Focusing on Numbers Ignores Sources of Gender Bias
September 10, 2010
In a new paper on testing and gender bias published in the FABBS journal, Policy Insights from the Behavioral and Brain Sciences, author Joseph R. Cimpian quotes an elementary school teacher:
“These are my students’ standardized test scores, and there are absolutely no gender differences. See, the girls can do just as well as the boys if they work hard enough.”
In “Why Focusing on Test Metrics May Impede Gender Equity: Policy Insights,” Cimpian describes gender bias as “one of the most consistent predictors of gaps in both math and reading.”
In results from one test, the Early Childhood Longitudinal Study–Kindergarten Class, girls and boys are equally good at math before entering kindergarten. By third grade, boys are scoring higher than girls. This discrepancy is true among all race groups, he said.
Another test, the National Assessment of Education Progress, shows boys ahead of girls in math by fourth grade, particularly among top achievers. The gap persists but narrows around eighth grade and widens again by 12th grade. The national data also found socioeconomic differences, with the math gap favoring boys even more in affluent school districts.
The gap is less noticeable on state achievement tests, but Cimpian explains that these tests generally are less rigorous and that teachers prepare their students all year to take them.
Gender stereotypes contribute to the gap. Cimpian explains: “For a girl to be rated as mathematically capable as her fellow boy classmate, she not only needed to perform as well as him on all external tests but also be seen as working harder than him.”
As boys outperform girls, a confidence gap comes into play. “When teachers…attribute girls’ successes to hard work and boys’ successes to innate ability,” Cimpian says, “they likely affect the confidence gap as well as the test gap.”
Families play a role in the gap, especially among those in higher socioeconomic brackets–more dance lessons for girls, more organized sports for boys, Cimpian says, as well as beliefs about the roles of women in the home and men in the workforce.

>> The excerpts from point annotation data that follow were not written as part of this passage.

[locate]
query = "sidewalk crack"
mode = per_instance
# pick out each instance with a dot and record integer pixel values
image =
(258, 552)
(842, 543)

In reading, girls in grades 3 through 8 routinely out-perform boys on state tests—even before entering kindergarten.
Girls and boys seem equally confident in their abilities to read, but girls tend to be more motivated to read and place more value on reading. But since girls also tend to try harder on standardized tests, “the true reading test gap may be smaller than the observed reading test gap.”
Cimpian advises teachers and society to avoid stereotyping reading as feminine and teachers to try to boost boys’ motivation and reading for enjoyment. Schools, likewise, should implement professional development that confronts assumptions teachers make about innate abilities.